I've probably mentioned before on this forum that some years ago my oldest son 
expressed an interest in learning mainframe skills, probably having heard me 
talk about the job security it involves since so few people are being trained 
for it by the colleges.  I started asking around about places I could rent 
space on a mainframe (and how much would it cost me), setting up two IDs so I 
could teach my son the basics.

The questions must have gotten around, because within a couple weeks someone 
from IBM phoned me and said that if I could talk my local university into 
starting a few mainframe classes, the university would have to rent space from 
a data center and IBM would ~give~ me two accounts on it for training my son.  
I called the one I knew best -- heck, I could teach one or three of the classes 
myself -- but couldn't interest them.

Actually, when I said the colleges might be "winning the war" I didn't mean 
that mainframes are going away, but that the colleges' steadfast refusal to see 
the value of training mainframe skills is causing the pool of talent to 
diminish to the extent (maybe) that that dearth is forcing employers to look at 
other platforms.  But, as I added, that probably can't go on very far; I'd 
expect a rebound at some point.

---
Bob Bridges, [email protected], cell 336 382-7313

/* Teaching a child not to step on a caterpillar is as valuable to the child as 
it is to the caterpillar.  -Bradley Miller */

-----Original Message-----
From: IBM Mainframe Discussion List <[email protected]> On Behalf Of 
David Crayford
Sent: Wednesday, January 5, 2022 04:20

I don't think the universities have got anything against the mainframe. 
They don't have access to them. IBM should make mainframe emulators freely 
available to all universities. Some of our best young guys have degrees in 
engineering,  not CS. It takes a long time to train new hires on the mainframe. 
For example, JCL is arcane and generally despised by kids who have grown up 
coding shell scripts.
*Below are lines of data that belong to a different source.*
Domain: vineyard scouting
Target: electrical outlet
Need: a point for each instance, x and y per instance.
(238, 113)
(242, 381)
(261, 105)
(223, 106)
As you mentioned CICS it's worth noting that CICS 
supports both Spring Boot and Node.js. They set the standard for modernization. 
The open beta has a new has a new YAML file for resource definitions that comes 
with a JSON schema so you can get context assist in editors and validation in 
the DevOps pipeline. The CICS guys innovate and modernize. I salute them.

--- On 5/1/22 12:01 pm, Bob Bridges wrote:
> Hm.  If that's true of many shops (and it sounds plausible), maybe my sneers 
> at the colleges' ignorant comments are ill-founded and they may be starting 
> to win their war against the mainframe.  Of course, if their efforts have a 
> lot of effect then surely the need for CICS will reverse the trend...wouldn't 
> you think?
>
> -----Original Message-----
> From: David Crayford
> Sent: Tuesday, January 4, 2022 21:48
>
> It's true. The company I work for has been on-boarding millennials for years 
> now to replace the guys that are retiring. I work with some very smart young 
> guys, some of who write systems level code. None of them use REXX unless it's 
> used in a product they are working on. We're ripping and replacing decades 
> old build tools written in REXX with Python because it's become technical 
> debt and no one can support it.
>
> The typical millenial uses:
>
>    * An IDE such as VS Code, IntelliJ, Slickedit with plugins for
>      mainframe languages and to access the MVS file system.
>    * They don't use TSO or the ISPF editor so there is no need for REXX
>      edit macros etc. ISPF is mainly used for SDSF and submitting jobs.
>    * They work in a interactive shell and use UNIX utilties.
>    * Everything is stored in Git repositories.
>    * They code scripts in Python, Node.js or a JVM language.